Or des bruits déplorables couraient sur mon cordonnier. À la mission française, où nous avions célébré le mariage de Jean, le père de Madeleine passait pour un esprit aveugle, livré aux pires superstitions. Avant les noces de sa fille, il avait consulté les devins qui fouillent les entrailles des poules noires, trouvé néfaste le jour fixé par l’évêque, et retardé la cérémonie de vingt-quatre heures sous ce coupable prétexte… La supérieure des sœurs en disait davantage encore.
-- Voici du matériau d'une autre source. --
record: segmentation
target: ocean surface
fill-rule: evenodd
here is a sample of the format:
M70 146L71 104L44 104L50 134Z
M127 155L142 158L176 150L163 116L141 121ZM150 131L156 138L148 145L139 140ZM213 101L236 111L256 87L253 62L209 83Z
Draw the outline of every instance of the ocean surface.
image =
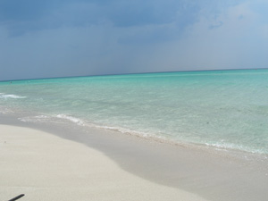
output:
M0 113L267 155L268 70L3 81Z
Pour elle, le bonhomme était sorcier.

Il faut avouer que la mine du personnage justifiait assez cette opinion. Ceux qui l’avaient rencontré n’oubliaient plus cette longue silhouette : une chevelure grisonnante, une figure à grimaces, éclairée de petits yeux clignotans ; sous une bouche où l’âge avait fait des brèches, une barbe de bouc, insigne du Hova. La chemise blanche, autour du corps maigre, toute droite sur deux pieds nerveux, deux pieds de grimpeur dont les doigts s’agitaient sans cesse… En somme un masque de vieux satyre, confirmant, d’ailleurs, une réputation d’obstiné polygame.

Bref, nos relations étaient restées très vagues jusqu’au jour où, malade, je reçus sa visite. Il m’apportait une corbeille d’œufs frais… m’exprimait ses souhaits de rétablissement… se perdait en formules banales…

Sans pouvoir démêler au juste le souci caché sous son front noir, je devinais, à la crispation de ses lèvres, au mouvement de sa main fouillant sa barbe, à l’inquiétude de son regard, qu’il taisait un sujet grave…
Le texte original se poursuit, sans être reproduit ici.